Olivier Schinz, 33 ans, doctorant en ethnologie à l'Université de Neuchâtel:

«Je fais peut-être partie de la dernière génération d'ethnologues pour laquelle Claude Lévi-Strauss est un passage obligé. A la lecture de Race et Histoire, j'ai éprouvé une grande fascination pour la beauté de la langue et l'extrême cohérence de la pensée. Le structuralisme ne peut pas être relégué aux oubliettes de l'histoire; mais, à un moment dans mon travail, j'ai dû le rejeter violemment. Le modèle de Lévi-Strauss ne parvient pas à rendre compte du chaos de la réalité, de la richesse du quotidien. Il désincarne les relations sociales, le piquant de la vie. Ma génération est arrivée après la déconstruction radicale de la pensée de Lévi-Strauss. Il n'y a probablement plus d'espace pour une figure aussi englobante dans l'ethnologie contemporaine, ni pour un système aussi dominant. Après Lévi-Strauss, le savoir anthropologique est devenu plus humble, plus morcelé. C'est cette puissance qui fait malgré tout l'immense attrait de son œuvre.»

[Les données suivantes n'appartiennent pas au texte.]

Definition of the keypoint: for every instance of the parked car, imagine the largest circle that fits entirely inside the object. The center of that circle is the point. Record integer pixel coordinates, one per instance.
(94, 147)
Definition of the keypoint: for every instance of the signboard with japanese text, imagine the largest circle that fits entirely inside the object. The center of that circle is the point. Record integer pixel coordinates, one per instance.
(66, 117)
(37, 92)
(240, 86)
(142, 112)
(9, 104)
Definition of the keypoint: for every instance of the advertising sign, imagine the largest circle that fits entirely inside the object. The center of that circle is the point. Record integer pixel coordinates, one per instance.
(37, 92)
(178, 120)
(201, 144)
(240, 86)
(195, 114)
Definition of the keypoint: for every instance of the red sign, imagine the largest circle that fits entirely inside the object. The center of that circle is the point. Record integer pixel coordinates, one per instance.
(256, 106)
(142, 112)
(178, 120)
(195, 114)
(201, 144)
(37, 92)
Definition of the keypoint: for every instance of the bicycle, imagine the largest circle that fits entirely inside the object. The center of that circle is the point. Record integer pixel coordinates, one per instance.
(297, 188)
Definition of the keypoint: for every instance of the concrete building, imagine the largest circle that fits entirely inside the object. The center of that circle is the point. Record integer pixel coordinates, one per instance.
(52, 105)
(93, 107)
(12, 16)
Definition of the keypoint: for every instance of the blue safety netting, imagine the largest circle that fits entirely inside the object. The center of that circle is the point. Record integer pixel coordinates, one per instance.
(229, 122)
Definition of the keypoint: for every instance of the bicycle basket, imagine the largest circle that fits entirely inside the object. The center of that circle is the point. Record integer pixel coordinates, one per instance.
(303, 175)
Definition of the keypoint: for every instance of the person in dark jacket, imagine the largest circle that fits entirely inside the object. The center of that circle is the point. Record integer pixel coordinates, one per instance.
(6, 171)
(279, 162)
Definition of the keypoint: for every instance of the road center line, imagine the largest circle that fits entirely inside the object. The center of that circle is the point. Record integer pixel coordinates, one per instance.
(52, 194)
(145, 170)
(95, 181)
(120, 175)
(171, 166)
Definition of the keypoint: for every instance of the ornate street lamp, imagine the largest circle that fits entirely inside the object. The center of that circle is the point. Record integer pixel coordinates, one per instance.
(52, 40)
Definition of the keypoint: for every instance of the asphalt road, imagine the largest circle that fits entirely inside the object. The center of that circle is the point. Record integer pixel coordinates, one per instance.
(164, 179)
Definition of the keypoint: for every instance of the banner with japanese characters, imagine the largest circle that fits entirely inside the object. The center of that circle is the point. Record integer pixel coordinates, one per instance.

• Marc-Antoine Berthod, 38 ans, anthropologue et professeur à l'Institut de santé sociale à Sion:

«Au moment où notre discipline s'interroge beaucoup sur le regard du chercheur, sa propre mise en scène, la distance possible qu'il entretient avec son objet d'étude, il me semble que la lecture de Tristes Tropiques est d'une grande actualité. Lévi-Strauss est parvenu à proposer un récit de voyage, avec toute la subjectivité que le genre requiert, mais en dénonçant aussi les dérives possibles de l'anthropologue narcissique. Il anticipe la critique de l'explorateur obsédé par le «je». Face à mes terrains, je n'applique pas de méthodologie systématique. Je ne me sers pas de Lévi-Strauss comme d'un modèle théorique et je crois que plus personne ne le fait. Mais il peut être utile comme un garde-fou. Pour garder à l'esprit que l'œuvre de l'anthropologue n'est pas seulement littéraire; il doit conserver un objectif de communication et l'ambition d'un savoir partagé.»

• Séverine Rey, 40 ans, anthropologue et maître assistante à l'Université de Lausanne

«J'ai ouvert Les Structures élémentaires de la parenté. Et l'ai reposé très vite. Ce n'est pas une lecture absolument incontournable. La méthode structuraliste reste importante. Mais il semble qu'elle nous éloigne par trop du sujet; elle néglige l'histoire, les transformations. Aujourd'hui, nous nous intéressons davantage aux acteurs sociaux, aux émotions. Dans mes recherches, je me livre à une sorte de bricolage méthodologique. Ma génération semble moins marquée par les grands courants théoriques, qu'ils soient fonctionnaliste ou structuraliste. Nous allons volontiers chercher dans d'autres disciplines: la sociologie, l'histoire. Nous ne sommes plus engagés dans de vraies batailles doctrinales. Même la critique de Lévi-Strauss, le post-structuralisme, me paraît digérée. On lit Lévi-Strauss comme un patrimoine plutôt qu'une boîte à outils.»